Katie Lee flung herself across the foot of my bed, and Hugh stifled his giggles with her scarf. Hanging her head and feet off opposite ends, she asked, “Anyone hungry? Let’s order pizza.”

“And nachos,” Hugh shouted.

“I tried to encourage Pixie and Dixie to go home,” Macy said, but Dixie wouldn’t hand over the car keys unless I let her stay.”

Katie Lee almost toppled Macy in a bear hug. She blurted, “Classes are cancelled tomorrow.”

“Seriously?” I asked.

Clay stepped back into the room. “The storm has shut down Greensboro.
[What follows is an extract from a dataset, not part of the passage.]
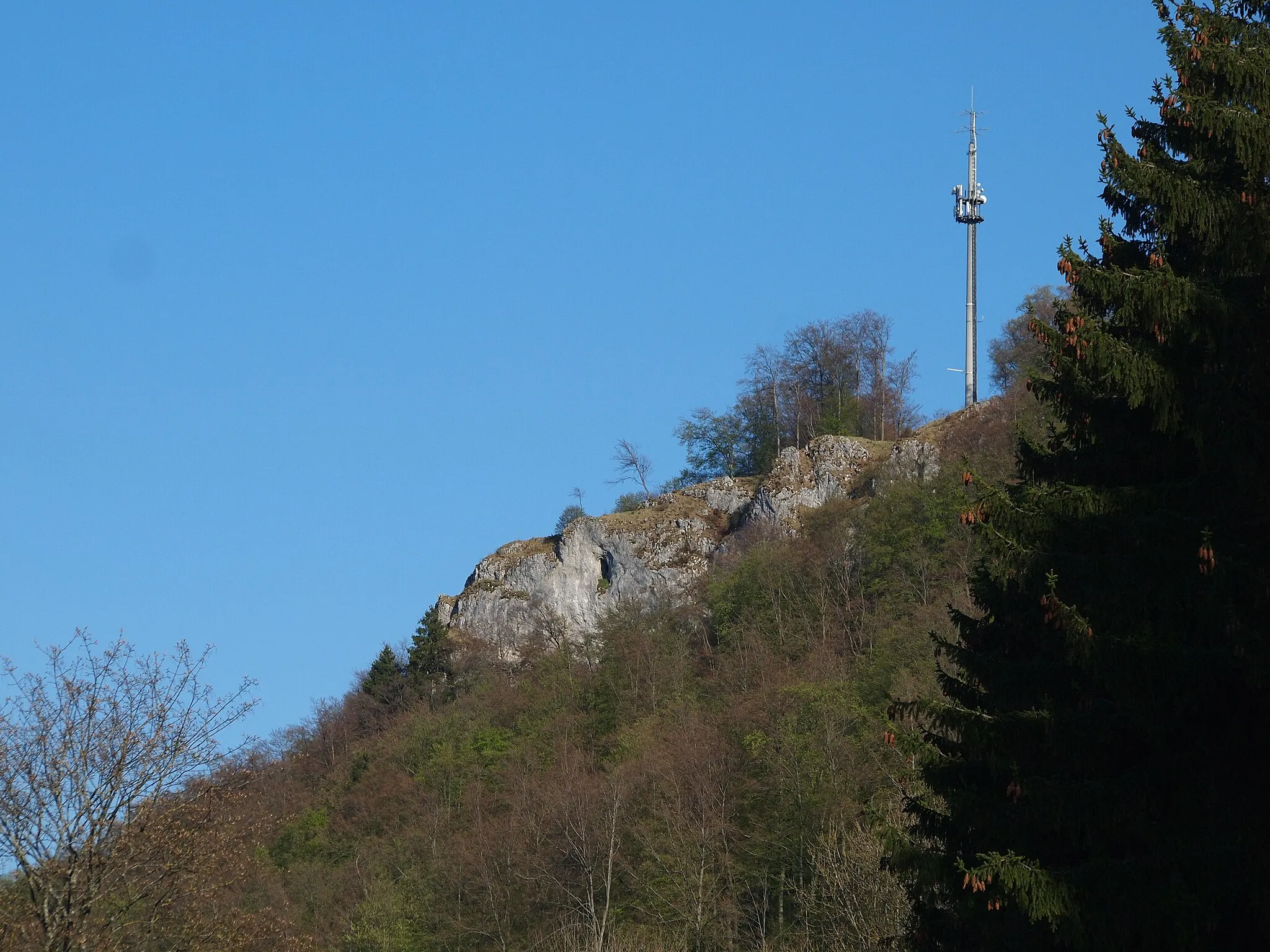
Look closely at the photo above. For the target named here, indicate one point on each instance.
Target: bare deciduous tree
(633, 466)
(100, 746)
How’s the shoulder?”

“It’s okay,” I lied.

“You need to keep it on ice as much as possible for the next two days. When you’re not icing it, wear a sling. You should have x-rays taken to make sure there’s no fractures. With the snow n’ all, our technician didn’t make it to campus. She should be back tomorrow. I have some paperwork for you to sign. You can go when you feel up to it.”
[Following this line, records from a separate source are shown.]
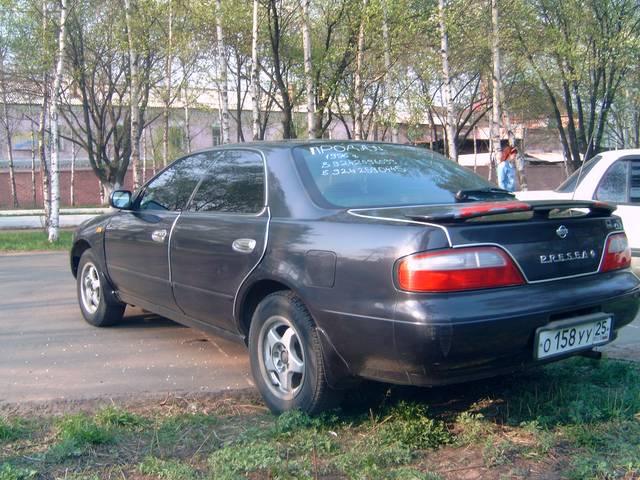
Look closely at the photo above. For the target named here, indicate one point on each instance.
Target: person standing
(507, 169)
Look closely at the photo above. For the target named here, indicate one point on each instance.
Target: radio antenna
(584, 159)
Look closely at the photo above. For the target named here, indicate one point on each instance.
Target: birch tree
(222, 82)
(496, 83)
(55, 134)
(358, 81)
(255, 74)
(389, 83)
(308, 70)
(6, 124)
(134, 98)
(452, 150)
(168, 68)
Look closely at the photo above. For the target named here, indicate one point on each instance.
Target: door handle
(244, 245)
(159, 235)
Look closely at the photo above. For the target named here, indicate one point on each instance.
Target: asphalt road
(48, 352)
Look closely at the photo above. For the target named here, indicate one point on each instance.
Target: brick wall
(539, 177)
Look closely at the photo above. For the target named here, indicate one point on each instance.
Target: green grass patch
(33, 240)
(11, 472)
(575, 391)
(606, 450)
(115, 417)
(577, 419)
(14, 429)
(75, 434)
(167, 469)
The potential of my shoulder being fractured wasn’t as large a concern as my appearance. I didn’t need a mirror to confirm that I looked closer to my worst than my best. Running my non-injured hand through my hair, I felt my cheeks warm and I babbled. “I didn’t realize you worked in the infirmary. Will I need physical therapy?”
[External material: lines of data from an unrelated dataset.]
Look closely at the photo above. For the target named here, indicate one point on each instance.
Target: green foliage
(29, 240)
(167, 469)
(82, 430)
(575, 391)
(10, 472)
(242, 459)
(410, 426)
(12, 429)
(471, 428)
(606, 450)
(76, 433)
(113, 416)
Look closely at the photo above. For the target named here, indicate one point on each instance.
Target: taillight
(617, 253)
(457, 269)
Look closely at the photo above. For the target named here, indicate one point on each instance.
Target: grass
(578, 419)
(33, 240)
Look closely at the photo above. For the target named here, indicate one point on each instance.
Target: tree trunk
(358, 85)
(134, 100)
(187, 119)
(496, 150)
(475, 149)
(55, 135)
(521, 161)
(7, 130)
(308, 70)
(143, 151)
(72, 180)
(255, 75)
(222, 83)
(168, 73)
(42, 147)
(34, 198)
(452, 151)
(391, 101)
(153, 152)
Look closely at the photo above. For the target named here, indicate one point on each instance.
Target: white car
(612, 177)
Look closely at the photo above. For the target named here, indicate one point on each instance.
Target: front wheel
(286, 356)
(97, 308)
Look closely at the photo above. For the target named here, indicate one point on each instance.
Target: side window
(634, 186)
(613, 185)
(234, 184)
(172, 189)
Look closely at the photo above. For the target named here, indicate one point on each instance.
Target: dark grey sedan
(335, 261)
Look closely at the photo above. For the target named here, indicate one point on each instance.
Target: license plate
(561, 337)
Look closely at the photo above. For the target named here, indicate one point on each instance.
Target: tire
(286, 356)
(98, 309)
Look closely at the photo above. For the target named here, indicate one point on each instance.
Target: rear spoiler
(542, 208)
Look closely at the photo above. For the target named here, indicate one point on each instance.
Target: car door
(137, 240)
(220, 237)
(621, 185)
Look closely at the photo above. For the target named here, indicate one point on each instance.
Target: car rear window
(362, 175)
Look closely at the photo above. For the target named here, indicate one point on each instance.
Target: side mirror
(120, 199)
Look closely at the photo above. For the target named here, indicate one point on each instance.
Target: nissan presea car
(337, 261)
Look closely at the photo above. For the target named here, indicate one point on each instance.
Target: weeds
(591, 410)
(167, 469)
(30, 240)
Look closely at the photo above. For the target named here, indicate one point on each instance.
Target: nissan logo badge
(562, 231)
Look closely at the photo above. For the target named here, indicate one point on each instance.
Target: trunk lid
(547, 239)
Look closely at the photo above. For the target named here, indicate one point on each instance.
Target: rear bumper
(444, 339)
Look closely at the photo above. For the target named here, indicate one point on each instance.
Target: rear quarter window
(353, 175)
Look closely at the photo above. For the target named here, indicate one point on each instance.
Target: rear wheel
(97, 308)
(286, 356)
Eyes down, Clay smiled, concentrating on filling out a form.
Did he think I’d concocted this injury, so I could see him? A painfully ingenious scheme I should have thought of months ago, if I’d known he worked here.

Katie Lee clutched Clay’s arm. “Have you provided adequate medical attention? Have her wounds been cleaned and bandaged?”

Macy gripped an empty plastic pitcher and pretended to guzzle.

If the JD and Coke I drank had affected me the same as Katie Lee, maybe I wouldn’t have been embarrassed by the dufus-intellect she thought she’d acquired.

“Hugh, help me remove Katie Lee, so Clay can have a word with Rach.” A task not easily accomplished, Macy had to negotiate a vending machine visit to convince her to leave.

Clay rested the clipboard under his arm and sat on the edge of the bed. “May I?” he asked adjusting my sling. His hand lingered on my fingers. “You have the hands of an artist.”